В ту пору, когда случилось происшествие с американкой из Бельомонте, они уже не были новичками — похитителями велосипедов, о нет, в ту, правда, не очень далекую пору они уже специализировались на похищении дамских сумочек. Именно дон Сантьяго удостоил их доверия, снадбив легальным мотоциклом в счет будущих нелегальных доходов. Викторино медленно ехал за женщиной и ее сумкой, Крисанто Гуанчес сидел за его спиной, они старались поравняться со своей жертвой на участке, где движение было небольшим, затем следовал наскок, вернее сказать, прыжок тигра, — и женщина оставалась без сумочки. Крисанто Гуанчес бежал с добычей метров десять, чтобы догнать мотоцикл, Викторино тут же поддавал газу, оставляя за собой вонючую серую струю и грохот, в котором тонули крики жертвы. Ей-богу, смех было глядеть на немногих остолбеневших свидетелей.

Американка вышла из банка Бельомонте с высокомерным видом, который появляется у одиноких женщин, когда они становятся обладательницами чека на кругленькую сумму. Это была рослая, рыжая воительница из тех, что мелькают на экранах телевизоров во главе нью-йоркских пожарных или карнавального шествия в Новом Орлеане. Викторино наслаждался преследованием — пляшущие бедра американки заслуживали Нобелевской премии и ордена Почетного легиона.
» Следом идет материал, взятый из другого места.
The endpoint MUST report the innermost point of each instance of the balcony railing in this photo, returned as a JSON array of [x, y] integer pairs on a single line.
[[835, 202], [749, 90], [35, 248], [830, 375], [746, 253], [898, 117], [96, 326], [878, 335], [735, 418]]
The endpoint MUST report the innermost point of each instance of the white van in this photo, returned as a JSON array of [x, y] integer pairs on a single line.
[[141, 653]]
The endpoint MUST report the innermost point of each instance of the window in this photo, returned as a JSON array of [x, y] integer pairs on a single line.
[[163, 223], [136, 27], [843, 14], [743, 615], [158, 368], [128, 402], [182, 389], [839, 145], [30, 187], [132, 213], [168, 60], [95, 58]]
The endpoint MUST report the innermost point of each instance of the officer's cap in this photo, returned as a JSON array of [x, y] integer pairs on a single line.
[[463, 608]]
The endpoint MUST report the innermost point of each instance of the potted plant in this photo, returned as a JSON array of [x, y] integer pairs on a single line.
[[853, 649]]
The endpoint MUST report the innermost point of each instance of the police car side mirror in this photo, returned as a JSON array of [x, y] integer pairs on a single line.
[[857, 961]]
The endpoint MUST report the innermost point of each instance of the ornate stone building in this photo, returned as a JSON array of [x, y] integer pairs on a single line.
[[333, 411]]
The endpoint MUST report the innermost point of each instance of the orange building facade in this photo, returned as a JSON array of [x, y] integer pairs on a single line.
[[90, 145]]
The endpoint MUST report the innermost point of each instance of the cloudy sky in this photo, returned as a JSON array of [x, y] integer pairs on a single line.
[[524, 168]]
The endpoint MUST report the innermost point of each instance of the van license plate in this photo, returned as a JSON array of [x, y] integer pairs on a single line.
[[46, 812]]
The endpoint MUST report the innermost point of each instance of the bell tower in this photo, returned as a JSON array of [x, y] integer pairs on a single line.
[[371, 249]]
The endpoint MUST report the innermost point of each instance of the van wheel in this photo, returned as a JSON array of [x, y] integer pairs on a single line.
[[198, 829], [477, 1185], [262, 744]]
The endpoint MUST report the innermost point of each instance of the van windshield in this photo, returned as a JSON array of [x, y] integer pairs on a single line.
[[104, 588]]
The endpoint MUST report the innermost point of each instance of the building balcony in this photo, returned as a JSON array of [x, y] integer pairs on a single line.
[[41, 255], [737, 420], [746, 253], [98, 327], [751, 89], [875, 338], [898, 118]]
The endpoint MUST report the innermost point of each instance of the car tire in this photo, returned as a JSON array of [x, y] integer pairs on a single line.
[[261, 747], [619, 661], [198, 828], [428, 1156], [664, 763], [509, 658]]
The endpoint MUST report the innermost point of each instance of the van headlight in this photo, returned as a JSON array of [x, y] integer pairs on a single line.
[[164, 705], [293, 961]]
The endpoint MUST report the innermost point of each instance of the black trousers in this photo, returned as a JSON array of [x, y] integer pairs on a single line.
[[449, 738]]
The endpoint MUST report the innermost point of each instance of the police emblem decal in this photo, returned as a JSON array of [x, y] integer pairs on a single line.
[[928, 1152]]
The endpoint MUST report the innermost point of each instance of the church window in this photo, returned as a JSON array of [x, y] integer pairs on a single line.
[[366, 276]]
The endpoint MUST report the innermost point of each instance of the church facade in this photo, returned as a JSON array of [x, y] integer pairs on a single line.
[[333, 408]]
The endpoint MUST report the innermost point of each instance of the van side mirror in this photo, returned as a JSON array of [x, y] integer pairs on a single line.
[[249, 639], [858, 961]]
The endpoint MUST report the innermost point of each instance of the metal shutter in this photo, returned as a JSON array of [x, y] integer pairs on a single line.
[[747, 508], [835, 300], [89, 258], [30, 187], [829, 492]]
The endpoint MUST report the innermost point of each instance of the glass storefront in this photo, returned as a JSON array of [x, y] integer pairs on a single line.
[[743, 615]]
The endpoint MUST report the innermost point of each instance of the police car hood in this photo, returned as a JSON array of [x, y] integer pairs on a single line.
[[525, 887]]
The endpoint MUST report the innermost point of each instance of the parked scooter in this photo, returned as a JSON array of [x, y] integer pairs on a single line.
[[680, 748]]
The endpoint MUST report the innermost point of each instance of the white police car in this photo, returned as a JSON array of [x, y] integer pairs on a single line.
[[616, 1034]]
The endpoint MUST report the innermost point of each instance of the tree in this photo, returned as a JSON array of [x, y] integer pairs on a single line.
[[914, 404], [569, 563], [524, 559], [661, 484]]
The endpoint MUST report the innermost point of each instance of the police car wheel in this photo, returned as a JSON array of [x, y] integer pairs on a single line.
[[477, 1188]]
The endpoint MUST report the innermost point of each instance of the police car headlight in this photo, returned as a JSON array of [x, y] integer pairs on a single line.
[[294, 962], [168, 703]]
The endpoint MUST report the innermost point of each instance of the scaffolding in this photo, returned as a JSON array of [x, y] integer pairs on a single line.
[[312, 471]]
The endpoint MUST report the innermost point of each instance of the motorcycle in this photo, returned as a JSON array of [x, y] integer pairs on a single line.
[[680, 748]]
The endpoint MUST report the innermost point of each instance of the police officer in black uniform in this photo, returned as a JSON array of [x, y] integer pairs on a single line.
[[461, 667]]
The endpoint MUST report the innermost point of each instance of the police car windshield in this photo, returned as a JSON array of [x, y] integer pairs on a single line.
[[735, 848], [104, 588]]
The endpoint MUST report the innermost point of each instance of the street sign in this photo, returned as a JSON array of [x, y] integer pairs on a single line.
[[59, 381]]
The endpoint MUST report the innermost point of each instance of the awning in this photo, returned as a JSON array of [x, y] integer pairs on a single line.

Неожиданным оказалось то, что атака Крисанто Гуанчеса захлебнулась: сумку не удалось оторвать даже вместе с рукой: американка, наверное, была чемпионкой по теннису или какому-либо мужскому виду спорта.

Крисанто Гуанчесу не оставалось ничего другого, как вцепиться в сумку и дать этой тренированной даме такого пинка, что она выпустила из рук сумку, взвизгнула да так и осталась голосить на безупречном английском языке: Police! Police! [59], словно находилась на площади Пикадилли.

И если сцена грабежа была прелестной, развязка превзошла все ожидания: открыть кожаную сумку у поворота железной дороги на Пало Гранде, почувствовать ароматное дуновение, исходящее от невиданно толстой пачки денег, пошуршать роскошными новенькими бумажками по 500 боливаров каждая — какое наслаждение! Они обрядились в элегантные костюмы из английского кашемира и держались запросто с офицерами и адвокатами в кабаре. Викторино тогда впервые увидел Бланкиту в «Раю», и лучше бы не видел. Крисанто Гуанчес влюбился в рыжую девицу, которая в пылу страсти наградила его гонореей. Но этот, другой Крисанто Гуанчес, распластавшийся на потрескавшихся досках и сухом дерьме, оглушенный тишиной, которая плыла по пустому дому, устремивший немигающий взгляд в балки потолка, не желал вспоминать ни о чем. Кровавая парабола тянулась от его вспухших губ к затылку, ножевая диагональ пересекала голую грудь. Этот домишко, затерянный в крутом овраге, не принадлежал никому, даже влюбленные парочки не отваживались устраивать тут ложе, опасаясь змей; в этой хижине шныряло только мелкое хищное зверье да встречались тайком бродяги.

Ночь, которая заканчивалась для них обоих сумерками позорного рассвета, торжественно началась их первой большой кражей, первым вооруженным нападением, посвящением в настоящие бандиты. Они уже приобрели славу ловких охотников за дамскими сумками, и поэтому вполне понятно, что вчера утром к ним подошел Кайфас, когда они бесцельно прогуливались среди лавчонок на Кинто Креспо, к ним подошел Кайфас и сказал: Мне нужны два тертых кореша для дела, клюете?

Они клюнули. Но первое вооруженное ограбление, которое так волновало их, пока они готовились, потому что впервые действовали вместе с матерыми налетчиками, само по себе не произвело на них особого впечатления.